Older viewers cite heavy emotional significance of a more historic nature. Since time travel brings Jia Xiaoling back to 1982, the year before she was born, most scenes depict a burgeoning China, just on the cusp of its “Reform and Opening Up” transition. 

“I am extremely familiar with the background of the film,” says Li Jing, a female viewer that was brought up during the early 1980s. “It’s everything that I grew up with, from the dresses to the sweaters that people knit on their own. Neighbors used to be so close with each other and everybody knows everybody in the village. It’s really different from the atmosphere of nowadays, I guess. I really miss it.” 

Hi, Mom’ is what we call a high concept film,” says Stanley Rosen, a University of Southern California expert on the Chinese film industry. “It appeals to a wide range of demographics in different ways. Mothers, daughters and fathers of different age groups all get something different out of the viewing experience.”

Despite the overwhelming positive response to the film, some viewers have taken issue with the movie’s unconventional plot. 

“There are so many more people who lead more miserable lives than this,” said one Weibo user. “They’ve probably never even known the meaning of happiness. I hope the movie is not overly-sentimental, and don’t be such a drama queen!” 

Others denounced the movie’s over-commercialization of someone’s sorrow, with one viewer commenting, “If you want to commemorate your mom, please do it in peace.
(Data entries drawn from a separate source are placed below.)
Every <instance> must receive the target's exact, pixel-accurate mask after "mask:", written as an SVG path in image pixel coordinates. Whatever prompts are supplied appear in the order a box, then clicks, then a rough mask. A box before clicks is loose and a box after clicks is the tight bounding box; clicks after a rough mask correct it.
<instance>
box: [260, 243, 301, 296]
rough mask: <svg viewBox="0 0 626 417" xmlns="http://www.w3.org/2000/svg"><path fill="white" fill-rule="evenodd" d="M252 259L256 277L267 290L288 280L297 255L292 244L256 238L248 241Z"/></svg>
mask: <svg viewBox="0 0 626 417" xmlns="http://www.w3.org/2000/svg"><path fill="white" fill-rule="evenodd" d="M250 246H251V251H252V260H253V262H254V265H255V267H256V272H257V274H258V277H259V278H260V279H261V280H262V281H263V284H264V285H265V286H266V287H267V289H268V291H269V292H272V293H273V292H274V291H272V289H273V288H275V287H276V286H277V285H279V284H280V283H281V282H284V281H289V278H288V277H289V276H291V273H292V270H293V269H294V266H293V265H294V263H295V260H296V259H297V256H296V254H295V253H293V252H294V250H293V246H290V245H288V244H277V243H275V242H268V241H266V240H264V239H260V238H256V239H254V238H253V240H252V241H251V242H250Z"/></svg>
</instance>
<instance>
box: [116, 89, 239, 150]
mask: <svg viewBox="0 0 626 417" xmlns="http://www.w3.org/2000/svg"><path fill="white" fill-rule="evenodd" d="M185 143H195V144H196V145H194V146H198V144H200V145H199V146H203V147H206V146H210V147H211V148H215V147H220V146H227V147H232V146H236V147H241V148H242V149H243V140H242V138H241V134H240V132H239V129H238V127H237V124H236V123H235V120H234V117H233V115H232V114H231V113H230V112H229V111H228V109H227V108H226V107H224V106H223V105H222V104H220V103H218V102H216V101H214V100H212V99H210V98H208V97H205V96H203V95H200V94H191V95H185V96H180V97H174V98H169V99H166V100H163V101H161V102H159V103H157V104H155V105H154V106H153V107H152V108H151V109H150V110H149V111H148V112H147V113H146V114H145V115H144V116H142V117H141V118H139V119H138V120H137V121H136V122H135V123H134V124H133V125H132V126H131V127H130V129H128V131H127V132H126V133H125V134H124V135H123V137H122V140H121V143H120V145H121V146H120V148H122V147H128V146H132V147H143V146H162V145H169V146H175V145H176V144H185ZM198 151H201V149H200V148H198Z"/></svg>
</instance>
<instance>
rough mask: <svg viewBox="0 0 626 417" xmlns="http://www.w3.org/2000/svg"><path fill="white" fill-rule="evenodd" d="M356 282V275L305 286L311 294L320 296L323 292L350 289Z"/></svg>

I am so tired of the movies commercializing your feelings. It is so disturbing that everybody online is talking about it.” 

Chinese Cinema trends

While there have been both positive and negative reviews of the movie, its unanticipatedly high popularity has revealed intriguing trends for Chinese film industry. “Hi, Mom” became the market’s second-highest grossing non-English language movie of all time.

Rosen attributes the movie’s success to the fact that filial piety, a traditional value still upheld by Chinese society, takes center stage throughout the film. Indeed, Jia’s sole motivation is to make her mother happy by helping her mother’s teenage self achieve dreams. Jia helps her mother obtain one of China’s first televisions during the beginning of the country’s economic reform. Later, Jia helps her mother win a women’s volleyball tournament against her biggest frenemy. 

These scenes have sparked discussion regarding mothers who do not follow the orthodox portrayal of “good wives and mothers” (Xianqi Liangmu (贤妻良母).  The representation of women as submissive and home-focused has long been a feature of Chinese movie industry. Female roles are often written as “family-oriented, husband-centered and lack[ing] social connection.” 

“Hi, Mom” provides representation of women as independent and purposeful outside the realm of marriage. Women are represented as more than simply mothers who stay home, court rich men and parent children. They are portrayed as capable of running small businesses and playing competitive sports. The movie’s uncharacteristic and unapologetic feminism has not gone unrecognized by viewers. 

“Instead of advocating for childbearing and marriage, the movie shows us that before any woman becomes a mother, her first identity is herself,” says one Douban viewer. 

ChinaNews.com touched upon this theme by saying “My mother is not just a mother, she is also herself.”

Actress and director Jia Ling has been vocal about her intentions for the movie. In one interview, she mentions wishing that motherhood was not viewed or portrayed as shackling women to a purely domestic life, and one that prevents them from achieving their dreams. 

In a difficult year, Jia Ling has produced a grand cinematic success: one that appeals to the young and old, and one which bridges the divide between traditional and modern Chinese values.